Jeff Koons is not a name to toy with. When he was asked to create a memorial to the victims of terrorism in Paris one may assume the French authorities had lost their minds asking an aesthetic dedicated to Disneyfying the cities of America, to suddenly find the soulfulness of tragedy within humanity and make it tangible. Perhaps they mistook Koons for an artist. One never knows how these committees think – if they go further than ‘who’s got a name?’
The initial response was so hostile from those outside the committee room that, though commissioned in 2016, his suggestion was less than universally appreciated. One thing we are sure of, but the French had to learn, is that Koons lacks imagination. They took three years to bring his work into bloom.
When it did bloom, the tulips in a hand, it was as we always knew it would be, a statement of flower power 40 years too late, and irrelevant to the battle against religious terrorism now facing the West, though, if history repeats itself as a joke, and if this present war is a ridicule of the Crusades which were the most barbarous and vile series of religious wars in the last thousand years, then Koons’ laughability is, at least, historically nuanced.
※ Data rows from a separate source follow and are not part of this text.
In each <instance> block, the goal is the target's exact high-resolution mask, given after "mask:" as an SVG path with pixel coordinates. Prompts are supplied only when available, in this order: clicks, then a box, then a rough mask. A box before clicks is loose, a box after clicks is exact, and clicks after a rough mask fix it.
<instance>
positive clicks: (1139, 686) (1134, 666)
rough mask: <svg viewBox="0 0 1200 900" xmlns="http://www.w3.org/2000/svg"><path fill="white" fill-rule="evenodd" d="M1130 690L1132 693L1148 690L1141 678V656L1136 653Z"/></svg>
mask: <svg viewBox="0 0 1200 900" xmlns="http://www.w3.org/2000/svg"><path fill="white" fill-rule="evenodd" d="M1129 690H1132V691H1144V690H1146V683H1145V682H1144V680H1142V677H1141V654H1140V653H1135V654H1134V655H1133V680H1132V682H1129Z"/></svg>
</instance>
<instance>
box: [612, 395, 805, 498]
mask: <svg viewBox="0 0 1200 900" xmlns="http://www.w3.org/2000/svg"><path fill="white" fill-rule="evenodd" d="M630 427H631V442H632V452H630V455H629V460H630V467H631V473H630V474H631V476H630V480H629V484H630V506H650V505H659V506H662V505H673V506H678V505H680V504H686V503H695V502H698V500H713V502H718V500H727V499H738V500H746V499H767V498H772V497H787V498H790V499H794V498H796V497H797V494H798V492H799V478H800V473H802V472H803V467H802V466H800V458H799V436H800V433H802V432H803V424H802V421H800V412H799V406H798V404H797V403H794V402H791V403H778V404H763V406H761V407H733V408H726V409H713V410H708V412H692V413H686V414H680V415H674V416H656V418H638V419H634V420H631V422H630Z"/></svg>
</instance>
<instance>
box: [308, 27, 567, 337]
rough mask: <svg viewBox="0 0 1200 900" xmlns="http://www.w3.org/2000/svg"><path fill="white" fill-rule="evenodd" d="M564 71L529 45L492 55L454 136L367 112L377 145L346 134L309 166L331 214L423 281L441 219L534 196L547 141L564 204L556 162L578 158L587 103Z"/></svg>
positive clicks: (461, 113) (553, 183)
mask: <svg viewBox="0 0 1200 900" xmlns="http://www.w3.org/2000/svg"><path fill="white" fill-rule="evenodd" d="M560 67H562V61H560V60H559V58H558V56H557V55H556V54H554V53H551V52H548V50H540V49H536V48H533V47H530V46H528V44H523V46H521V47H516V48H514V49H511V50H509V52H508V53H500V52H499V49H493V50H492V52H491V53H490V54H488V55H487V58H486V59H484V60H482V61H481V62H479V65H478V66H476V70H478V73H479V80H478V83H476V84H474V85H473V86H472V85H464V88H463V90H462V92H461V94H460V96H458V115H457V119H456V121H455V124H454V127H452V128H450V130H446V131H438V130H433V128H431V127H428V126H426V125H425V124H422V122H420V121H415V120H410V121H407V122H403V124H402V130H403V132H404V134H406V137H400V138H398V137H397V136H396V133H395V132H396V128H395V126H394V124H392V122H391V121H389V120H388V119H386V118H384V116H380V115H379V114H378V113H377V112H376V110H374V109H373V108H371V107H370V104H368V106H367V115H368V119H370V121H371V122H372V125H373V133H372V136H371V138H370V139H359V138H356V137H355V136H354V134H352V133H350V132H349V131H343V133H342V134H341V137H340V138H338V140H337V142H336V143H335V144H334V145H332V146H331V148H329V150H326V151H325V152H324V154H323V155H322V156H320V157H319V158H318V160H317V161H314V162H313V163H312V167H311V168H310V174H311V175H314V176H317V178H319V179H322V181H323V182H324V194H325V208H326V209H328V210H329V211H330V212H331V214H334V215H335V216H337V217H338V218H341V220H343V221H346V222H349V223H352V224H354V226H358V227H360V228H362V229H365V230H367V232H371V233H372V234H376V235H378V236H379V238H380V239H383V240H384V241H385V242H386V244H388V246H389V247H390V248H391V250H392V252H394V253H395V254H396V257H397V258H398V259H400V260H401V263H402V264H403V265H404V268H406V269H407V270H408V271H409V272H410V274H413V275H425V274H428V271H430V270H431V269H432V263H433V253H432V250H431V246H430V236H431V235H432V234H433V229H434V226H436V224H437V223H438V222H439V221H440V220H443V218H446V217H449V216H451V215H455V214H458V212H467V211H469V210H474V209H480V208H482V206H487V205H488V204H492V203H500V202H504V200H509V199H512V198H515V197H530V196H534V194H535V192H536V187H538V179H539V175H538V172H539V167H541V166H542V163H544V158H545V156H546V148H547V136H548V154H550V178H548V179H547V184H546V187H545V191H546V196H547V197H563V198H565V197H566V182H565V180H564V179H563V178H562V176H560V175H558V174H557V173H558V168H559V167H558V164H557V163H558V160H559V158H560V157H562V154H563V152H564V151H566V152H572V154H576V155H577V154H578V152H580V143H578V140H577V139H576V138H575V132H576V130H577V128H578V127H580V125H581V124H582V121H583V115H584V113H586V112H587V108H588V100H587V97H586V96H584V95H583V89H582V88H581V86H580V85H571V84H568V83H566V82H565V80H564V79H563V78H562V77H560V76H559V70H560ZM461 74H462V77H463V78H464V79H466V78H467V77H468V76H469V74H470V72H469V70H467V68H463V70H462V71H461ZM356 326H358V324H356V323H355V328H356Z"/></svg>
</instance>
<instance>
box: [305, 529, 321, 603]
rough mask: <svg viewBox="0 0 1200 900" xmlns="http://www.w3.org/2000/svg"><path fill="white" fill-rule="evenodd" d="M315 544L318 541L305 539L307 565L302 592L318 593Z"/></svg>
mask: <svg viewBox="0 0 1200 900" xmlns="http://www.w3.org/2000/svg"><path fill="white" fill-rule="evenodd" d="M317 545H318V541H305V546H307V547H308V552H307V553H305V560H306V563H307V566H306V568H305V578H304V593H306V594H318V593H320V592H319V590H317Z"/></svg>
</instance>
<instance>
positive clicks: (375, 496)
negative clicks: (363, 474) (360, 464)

But lets not get too philosophical after all, Koons never has.
Let’s go back to France and the French and wonder at this aesthetically great country so often part of the avant garde, being taken in by American advertising. We can accept the UK would be suckered as there is no language barrier between us and the USA and our hunger to make money has found the USA our greatest ally. Capitalists, like second rate artists, always stick together. If artists leave the herd they are likely to be picked off by the hunting thinkers, philosophers New Art Examiner critics and aesthetically cultured of the world.
Koons’ tulips were ripped into by the French. Philosopher Yves Michaud described the sculpture as “11 coloured anuses mounted on stems.” Twitter suggested Parisians will now think that tulips are giant coloured marshmallows. Paris Mayor Anne Hidalgo said that it is a “magnificent symbol of freedom and friendship.” Somehow, I cannot see this being a symbol of France the way the French Statue of Liberty has become the symbol of America.
But then it was never meant to be. This ham-fisted monument to kitsch culture was to commemorate the murdered, and how the French could imagine the sugar-puff sculptures of Koons could ever rise to that challenge is baffling. Thankfully the best aesthetic thinkers France has, see the fraud, know it and say it.